Platte Institute bearing down on tax cuts
The Platte Institute has begun to make waves across the state with its promotional campaign to limit the annual increase in state spending to less than 2 percent.
In response, Gov. Dave Heineman has suggested that the institute say where cuts should be made in state spending.
The Journal Star editorial board agrees. It’s much easier to call for cuts as long as the discussion is limited to generalities. It’s when specifics are on the table that the dialogue begins in earnest.
It turns out that the institute is not flinching away from the challenge. Executive Director Roger Lempke says the institute already is working to identify state spending patterns, and plans to release a report later this year.
Using economic and tax analyses from Ernie Goss, the respected economics professor from Creighton University, the institute in a report earlier this year made the argument that reductions in annual spending are necessary for Nebraska to be economically competitive.
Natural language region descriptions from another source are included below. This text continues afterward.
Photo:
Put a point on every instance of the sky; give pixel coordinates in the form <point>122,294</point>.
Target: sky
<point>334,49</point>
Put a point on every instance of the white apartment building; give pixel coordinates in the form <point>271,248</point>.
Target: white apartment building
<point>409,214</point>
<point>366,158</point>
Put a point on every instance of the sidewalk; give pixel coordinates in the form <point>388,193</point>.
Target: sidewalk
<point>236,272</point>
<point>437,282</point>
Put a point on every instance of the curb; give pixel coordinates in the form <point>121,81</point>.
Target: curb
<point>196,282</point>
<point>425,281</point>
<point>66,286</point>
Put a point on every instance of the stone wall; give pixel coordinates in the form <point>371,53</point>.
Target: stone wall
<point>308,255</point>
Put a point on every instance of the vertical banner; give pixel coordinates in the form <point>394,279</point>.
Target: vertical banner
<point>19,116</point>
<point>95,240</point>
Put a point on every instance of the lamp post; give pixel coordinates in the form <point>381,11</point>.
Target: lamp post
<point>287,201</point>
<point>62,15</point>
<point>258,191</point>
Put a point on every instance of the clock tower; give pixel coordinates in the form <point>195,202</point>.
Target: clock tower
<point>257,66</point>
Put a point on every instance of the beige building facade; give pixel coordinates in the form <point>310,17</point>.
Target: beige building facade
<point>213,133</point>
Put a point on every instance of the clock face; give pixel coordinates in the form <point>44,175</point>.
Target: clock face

Over the past 10 years “tax collections per capita grew by more than 56 percent in Nebraska compared to 47.4 percent nationwide and 43.1 percent for bordering states,” the institute said in its report, “The cost of being a Nebraskan.”
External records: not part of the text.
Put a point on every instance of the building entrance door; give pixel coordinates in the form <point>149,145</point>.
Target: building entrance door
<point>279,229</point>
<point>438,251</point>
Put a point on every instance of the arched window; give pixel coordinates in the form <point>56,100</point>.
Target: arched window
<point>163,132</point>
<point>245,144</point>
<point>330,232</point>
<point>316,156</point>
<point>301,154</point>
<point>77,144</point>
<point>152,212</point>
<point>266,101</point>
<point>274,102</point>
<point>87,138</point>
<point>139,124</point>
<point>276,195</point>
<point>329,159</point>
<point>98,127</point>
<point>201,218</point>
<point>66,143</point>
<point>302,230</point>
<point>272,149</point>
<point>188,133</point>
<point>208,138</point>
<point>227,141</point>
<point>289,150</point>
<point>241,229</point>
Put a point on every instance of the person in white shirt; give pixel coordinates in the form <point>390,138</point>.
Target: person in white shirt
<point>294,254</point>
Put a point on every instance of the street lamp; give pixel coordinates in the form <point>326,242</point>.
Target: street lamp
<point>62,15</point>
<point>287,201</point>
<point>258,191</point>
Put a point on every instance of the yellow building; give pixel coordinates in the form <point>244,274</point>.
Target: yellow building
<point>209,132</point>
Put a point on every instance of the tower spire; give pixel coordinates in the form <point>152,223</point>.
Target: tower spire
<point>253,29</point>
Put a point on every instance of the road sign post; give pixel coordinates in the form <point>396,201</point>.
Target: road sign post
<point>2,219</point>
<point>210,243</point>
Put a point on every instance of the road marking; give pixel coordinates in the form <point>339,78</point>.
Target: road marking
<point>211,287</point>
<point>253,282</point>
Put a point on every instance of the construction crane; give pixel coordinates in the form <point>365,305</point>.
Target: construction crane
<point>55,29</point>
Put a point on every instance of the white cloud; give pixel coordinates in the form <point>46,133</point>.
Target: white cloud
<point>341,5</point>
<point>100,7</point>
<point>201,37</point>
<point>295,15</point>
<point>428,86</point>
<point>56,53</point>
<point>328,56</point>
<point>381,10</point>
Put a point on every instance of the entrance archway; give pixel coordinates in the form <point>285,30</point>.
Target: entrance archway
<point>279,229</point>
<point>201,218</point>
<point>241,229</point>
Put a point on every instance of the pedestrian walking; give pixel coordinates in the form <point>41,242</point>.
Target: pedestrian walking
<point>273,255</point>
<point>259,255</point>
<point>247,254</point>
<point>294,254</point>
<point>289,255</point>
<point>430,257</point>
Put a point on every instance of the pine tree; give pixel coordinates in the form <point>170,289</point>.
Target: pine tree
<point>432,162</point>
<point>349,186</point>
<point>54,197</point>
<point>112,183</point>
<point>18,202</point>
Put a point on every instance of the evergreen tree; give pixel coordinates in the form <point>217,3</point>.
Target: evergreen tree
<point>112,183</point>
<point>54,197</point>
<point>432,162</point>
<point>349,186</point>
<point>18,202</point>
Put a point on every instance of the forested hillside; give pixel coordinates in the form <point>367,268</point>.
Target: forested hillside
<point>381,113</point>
The institute noted that Nebraska has a higher tax burden than its neighbors, and added, “If trends continue, Nebraska will exceed national per capita tax collections by 2016 and the tax burden for a family of four at the median income level will be among the highest tax states in the nation.”
Holding annual increases to under 2 percent, however, would mean drastic change.
In the 2002-03 budget year, for example, state spending was drastically reduced during an economic slowdown. State appropriations that year increased by less than 1 percent. One highly visible impact was elimination of programs at the University of Nebraska.
A major problem facing would-be budget cutters is that options are limited. Medicaid and government assistance payments have risen at the rate of 8 percent or 9 percent over the past couple of decades, for example, but federal rules restrict cuts.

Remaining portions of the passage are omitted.